Selama masa kecilnya, ia tumbuh besar di berbagai negara. Orang tuanya berpindah-pindah dari Palestina ke Kuwait, Yordania, dan Mesir untuk bekerja. Mereka memutuskan untuk kembali ke Palestina setelah ditandatanganinya Perjanjian Damai Israel-Yordania pada 1994.
“Mereka tidak ingin pergi lagi. Karena perang, mereka ingin bertahan. Keluarga ada di sana, rumah ada di sana,” tuturnya.
“Lingkungan tempat saya dibesarkan sudah tidak ada lagi”
Yaqubi, 42 tahun, pindah dari Palestina enam tahun lalu bersama pasangannya untuk bekerja sebagai pengajar di Belgia. Sebelumnya, penduduk asli Gaza ini sempat tinggal di kampung halaman pasangannya di Ramallah, sementara keluarganya menetap di Gaza yang sedang digempur oleh misil sepanjang pekan ini.

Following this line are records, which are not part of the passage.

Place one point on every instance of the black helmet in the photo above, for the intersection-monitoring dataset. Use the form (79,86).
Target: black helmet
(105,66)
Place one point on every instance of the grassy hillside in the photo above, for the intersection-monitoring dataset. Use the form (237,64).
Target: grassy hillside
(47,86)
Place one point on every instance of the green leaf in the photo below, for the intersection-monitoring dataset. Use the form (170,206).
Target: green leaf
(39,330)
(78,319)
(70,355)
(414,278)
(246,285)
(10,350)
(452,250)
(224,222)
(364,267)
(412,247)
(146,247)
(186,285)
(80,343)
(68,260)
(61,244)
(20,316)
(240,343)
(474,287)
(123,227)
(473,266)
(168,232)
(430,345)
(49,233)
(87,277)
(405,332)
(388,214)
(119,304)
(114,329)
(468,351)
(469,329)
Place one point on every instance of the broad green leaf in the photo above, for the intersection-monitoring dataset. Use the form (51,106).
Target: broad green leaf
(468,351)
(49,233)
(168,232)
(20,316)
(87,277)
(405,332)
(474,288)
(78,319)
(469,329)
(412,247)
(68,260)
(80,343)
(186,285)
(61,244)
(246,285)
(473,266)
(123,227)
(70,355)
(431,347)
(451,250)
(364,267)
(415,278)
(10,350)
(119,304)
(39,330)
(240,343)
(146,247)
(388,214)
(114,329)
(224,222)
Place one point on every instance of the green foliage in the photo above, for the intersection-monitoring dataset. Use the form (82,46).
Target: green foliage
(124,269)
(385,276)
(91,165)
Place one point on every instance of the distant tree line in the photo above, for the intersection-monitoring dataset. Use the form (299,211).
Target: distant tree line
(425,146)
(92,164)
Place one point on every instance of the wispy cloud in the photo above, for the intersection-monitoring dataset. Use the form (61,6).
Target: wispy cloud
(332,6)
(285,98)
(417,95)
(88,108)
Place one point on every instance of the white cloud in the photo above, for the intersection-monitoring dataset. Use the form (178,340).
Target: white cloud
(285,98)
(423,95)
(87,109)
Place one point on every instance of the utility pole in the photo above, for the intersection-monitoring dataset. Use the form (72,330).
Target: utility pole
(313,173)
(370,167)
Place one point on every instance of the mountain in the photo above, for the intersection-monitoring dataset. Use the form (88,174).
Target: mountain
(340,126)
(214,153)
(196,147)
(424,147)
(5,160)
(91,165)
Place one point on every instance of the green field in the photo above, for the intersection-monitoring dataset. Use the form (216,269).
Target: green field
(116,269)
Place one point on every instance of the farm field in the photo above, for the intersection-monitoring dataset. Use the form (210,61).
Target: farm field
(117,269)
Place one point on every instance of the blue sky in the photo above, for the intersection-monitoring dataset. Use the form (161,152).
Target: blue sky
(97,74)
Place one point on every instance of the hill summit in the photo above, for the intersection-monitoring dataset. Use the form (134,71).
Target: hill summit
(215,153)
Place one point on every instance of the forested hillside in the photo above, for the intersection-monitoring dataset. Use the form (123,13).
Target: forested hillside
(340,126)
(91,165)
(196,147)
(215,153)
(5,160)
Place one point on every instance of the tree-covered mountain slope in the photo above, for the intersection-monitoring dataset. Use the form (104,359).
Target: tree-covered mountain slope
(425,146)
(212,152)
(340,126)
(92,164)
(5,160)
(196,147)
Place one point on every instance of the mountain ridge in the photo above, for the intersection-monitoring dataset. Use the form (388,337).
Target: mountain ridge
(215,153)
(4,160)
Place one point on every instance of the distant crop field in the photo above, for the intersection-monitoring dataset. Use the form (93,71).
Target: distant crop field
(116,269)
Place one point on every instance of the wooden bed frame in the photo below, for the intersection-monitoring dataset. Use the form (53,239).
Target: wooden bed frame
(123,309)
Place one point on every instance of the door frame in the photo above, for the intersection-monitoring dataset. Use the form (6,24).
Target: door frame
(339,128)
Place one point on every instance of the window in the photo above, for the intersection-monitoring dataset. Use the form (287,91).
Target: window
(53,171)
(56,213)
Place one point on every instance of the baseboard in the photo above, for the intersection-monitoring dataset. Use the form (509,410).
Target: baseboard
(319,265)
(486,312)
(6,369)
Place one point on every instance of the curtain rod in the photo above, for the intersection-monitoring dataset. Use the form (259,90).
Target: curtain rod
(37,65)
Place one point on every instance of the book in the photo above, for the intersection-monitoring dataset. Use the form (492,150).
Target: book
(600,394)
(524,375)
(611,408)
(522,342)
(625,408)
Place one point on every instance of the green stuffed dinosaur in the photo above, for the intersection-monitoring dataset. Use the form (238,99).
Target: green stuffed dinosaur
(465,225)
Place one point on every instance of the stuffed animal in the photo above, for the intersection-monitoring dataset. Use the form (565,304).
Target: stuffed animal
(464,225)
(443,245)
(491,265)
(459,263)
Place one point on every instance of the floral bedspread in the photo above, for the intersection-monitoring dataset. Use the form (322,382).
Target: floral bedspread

Ia berbicara soal pengeboman karpet — istilah untuk pengeboman yang dilakukan berturut-turut layaknya karpet menutupi lantai — oleh Israel di Gaza. Dengan metode ini, Israel menghujani bom di tanah Gaza setiap 100 meter.
“Lingkungan tempat saya dibesarkan sudah tidak ada lagi. Tadinya lingkungan itu seperti tempat ini. Penuh dengan gedung-gedung besar, bank, kedai kopi, kedai es krim favorit saya… Semuanya hilang. Mereka membuatnya hilang hanya dalam 48 jam,” ucapnya.
Sebelum pengeboman, kata Yaqubi, para penduduk biasanya mendapat pemberitahuan. Sehingga mereka bisa pindah ke tempat lain yang aman sampai pengeboman selesai, kemudian kembali untuk melihat apa yang tersisa.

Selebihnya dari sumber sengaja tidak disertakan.